Schwangere beim Arztgespräch
Schwangerschaft | Untersuchungen | Komplikationen

Die Kontrolluntersuchungen während der Schwangerschaft

In der Schweiz melden sich die meisten Schwangeren zu ihrer ersten Vorsorgeuntersuchung irgendwann im zweiten Monat der Schwangerschaft an, sobald sie den ersten Verdacht oder sogar schon ein positives Ergebnis im selbst durchgeführten Schwangerschaftstest haben. Danach wird in regelmässigen Abständen einbestellt.

Ab wann finden die Schwangerschaftskontrollen statt?

Wundern Sie sich aber nicht, wenn Ihr Frauenarzt oder Ihre Frauenärztin Sie erst in der 11. oder 12. SSW sehen will. Nach der Krankenpflege-Leistungsverordnung ist vor der 16. SSW nämlich nur eine einzige Vorsorgeuntersuchung vorgesehen.

Bei der ersten Schwangerschaftsvorsorgeuntersuchung werden Sie ausführlich befragt und gründlich untersucht. Und auch Sie selbst können jetzt all Ihre Fragen loswerden! Am besten schreiben Sie sich hierzu Stichworte auf, damit Sie nichts Wichtiges vergessen.

Ein Krebsabstrich vom Muttermund wird durchgeführt, eine extrauterine Schwangerschaft (z.B. eine Eileiterschwangerschaft) mittels Ultraschall ausgeschlossen. Nach der 8. SSW sieht man auch meist schon eine deutliche Herzaktion. Die Blutgruppe einschliesslich Blutgruppenfaktoren (z.B. Rhesusfaktor) wird bestimmt und nach Antikörpern gesucht, die auf durchgemachte oder akute Infektionen (z.B. Röteln, evtl.

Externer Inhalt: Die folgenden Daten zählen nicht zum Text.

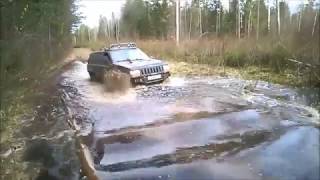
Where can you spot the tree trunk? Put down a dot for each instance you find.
(200, 19)
(279, 23)
(269, 13)
(177, 22)
(238, 22)
(249, 21)
(190, 25)
(314, 23)
(258, 20)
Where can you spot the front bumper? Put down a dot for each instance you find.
(144, 79)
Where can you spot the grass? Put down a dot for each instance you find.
(266, 61)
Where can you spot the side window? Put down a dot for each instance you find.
(107, 57)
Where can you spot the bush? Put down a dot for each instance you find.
(235, 59)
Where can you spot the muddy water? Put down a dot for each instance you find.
(197, 128)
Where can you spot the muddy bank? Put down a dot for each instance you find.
(196, 127)
(42, 144)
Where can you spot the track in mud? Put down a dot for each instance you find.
(196, 128)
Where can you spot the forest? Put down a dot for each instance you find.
(35, 36)
(253, 35)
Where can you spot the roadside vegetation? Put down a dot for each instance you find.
(35, 37)
(253, 39)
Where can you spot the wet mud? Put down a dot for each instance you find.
(196, 128)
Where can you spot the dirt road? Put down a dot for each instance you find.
(196, 128)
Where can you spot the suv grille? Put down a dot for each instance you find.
(152, 70)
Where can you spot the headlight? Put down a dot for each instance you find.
(166, 68)
(135, 73)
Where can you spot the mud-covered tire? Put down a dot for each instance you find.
(115, 80)
(92, 76)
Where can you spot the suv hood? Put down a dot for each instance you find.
(139, 64)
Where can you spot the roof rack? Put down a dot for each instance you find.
(119, 45)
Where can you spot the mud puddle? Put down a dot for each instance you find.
(196, 128)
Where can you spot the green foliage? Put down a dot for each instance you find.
(34, 36)
(235, 59)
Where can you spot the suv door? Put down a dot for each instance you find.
(98, 63)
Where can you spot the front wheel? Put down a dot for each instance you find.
(115, 80)
(92, 76)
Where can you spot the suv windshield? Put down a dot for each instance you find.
(127, 54)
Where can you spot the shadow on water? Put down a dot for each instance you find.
(235, 144)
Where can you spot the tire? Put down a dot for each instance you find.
(115, 80)
(92, 76)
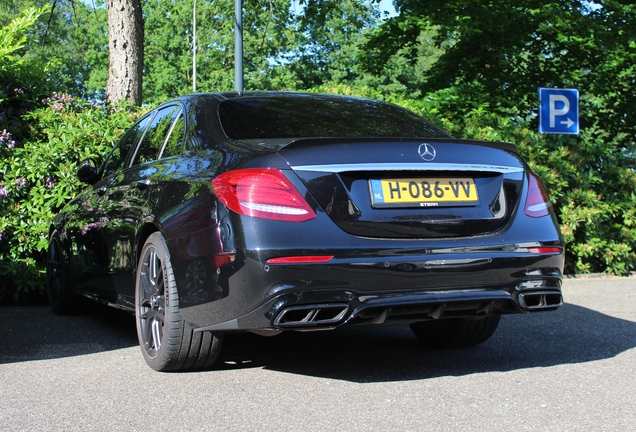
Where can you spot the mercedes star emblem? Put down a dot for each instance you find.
(427, 152)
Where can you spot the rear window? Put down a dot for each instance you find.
(319, 116)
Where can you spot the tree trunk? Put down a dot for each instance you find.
(126, 51)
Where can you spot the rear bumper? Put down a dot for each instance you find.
(324, 309)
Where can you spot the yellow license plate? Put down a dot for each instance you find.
(423, 192)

Toxoplasmose, Hepatitis B) hinweisen können.

Regelmässige Routinekontrollen

Weitere Termine folgen dann in vierwöchigen Abständen, im letzten Monat alle ein bis zwei Wochen. In unkomplizierten Schwangerschaften reichen in der Regel sieben Kontrollen bis zum Termin aus. Bei einem entsprechenden Anlass (Verdacht auf Komplikationen, Übertragung) können Sie weitere Termine wahrnehmen. Sollten Sie Ihr zweites Kind erwarten, werden Sie möglicherweise noch weniger Vorsorgeuntersuchungen benötigen. Eine pdf-Datei mit dem Plan für die Routinekontrollen (Quelle: Universitäts-Frauenspital Basel) können Sie sich zum Ausdrucken hier herunterladen.

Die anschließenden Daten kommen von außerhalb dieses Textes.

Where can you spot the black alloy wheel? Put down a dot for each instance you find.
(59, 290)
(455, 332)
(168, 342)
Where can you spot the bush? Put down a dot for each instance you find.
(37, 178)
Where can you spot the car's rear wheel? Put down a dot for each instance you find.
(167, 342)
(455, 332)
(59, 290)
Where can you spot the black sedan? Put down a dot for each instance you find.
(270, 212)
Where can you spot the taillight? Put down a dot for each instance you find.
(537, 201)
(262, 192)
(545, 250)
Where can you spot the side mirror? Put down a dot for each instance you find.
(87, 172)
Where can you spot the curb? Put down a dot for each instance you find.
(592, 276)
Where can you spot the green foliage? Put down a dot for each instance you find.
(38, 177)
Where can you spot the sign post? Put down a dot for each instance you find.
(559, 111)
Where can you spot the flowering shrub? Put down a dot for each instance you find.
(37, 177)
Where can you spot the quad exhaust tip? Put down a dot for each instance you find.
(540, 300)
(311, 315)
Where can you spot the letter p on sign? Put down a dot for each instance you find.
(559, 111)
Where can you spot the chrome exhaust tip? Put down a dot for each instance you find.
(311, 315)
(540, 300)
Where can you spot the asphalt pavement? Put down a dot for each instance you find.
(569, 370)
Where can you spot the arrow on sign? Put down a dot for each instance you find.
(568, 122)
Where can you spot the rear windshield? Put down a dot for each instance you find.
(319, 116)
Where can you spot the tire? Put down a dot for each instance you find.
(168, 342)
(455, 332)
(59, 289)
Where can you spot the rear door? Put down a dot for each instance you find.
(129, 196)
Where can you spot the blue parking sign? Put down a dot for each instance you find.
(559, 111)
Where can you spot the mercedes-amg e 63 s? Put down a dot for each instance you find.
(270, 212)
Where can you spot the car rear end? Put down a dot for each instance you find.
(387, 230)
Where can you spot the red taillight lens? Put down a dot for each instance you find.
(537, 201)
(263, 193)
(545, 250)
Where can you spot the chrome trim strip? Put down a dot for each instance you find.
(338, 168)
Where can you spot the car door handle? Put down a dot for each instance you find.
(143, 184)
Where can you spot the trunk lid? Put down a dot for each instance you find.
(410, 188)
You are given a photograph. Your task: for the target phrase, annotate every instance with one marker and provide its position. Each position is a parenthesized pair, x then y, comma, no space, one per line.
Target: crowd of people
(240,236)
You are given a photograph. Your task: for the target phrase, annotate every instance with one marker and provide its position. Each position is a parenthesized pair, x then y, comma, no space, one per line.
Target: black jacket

Die nachfolgenden monatlichen Vorsorgeuntersuchungen werden meistens kürzer ausfallen als die Erst-Untersuchung. Routinemässig wird dann hauptsächlich Ihr Gewicht, Ihr Blutdruck, der Fundusstand (Oberkante der Gebärmutter) und der Bauchumfang, eine Urinprobe, der Hämoglobingehalt Ihres Blutes, die kindliche Herzaktion und später die Lage des Kindes kontrolliert. Dazu sind zwei Ultraschalluntersuchungen im Routineprogramm vorgesehen. Manchmal wird auch eine vaginale Untersuchung durchgeführt, um den Muttermund und die Grösse der Gebärmutter zu beurteilen.

Häufige Fragen zum Thema

Der kindliche Herzschlag wird praktisch schon bei der ersten Ultraschalluntersuchung kontrolliert, dann bei jeder weiteren Ultraschalluntersuchung.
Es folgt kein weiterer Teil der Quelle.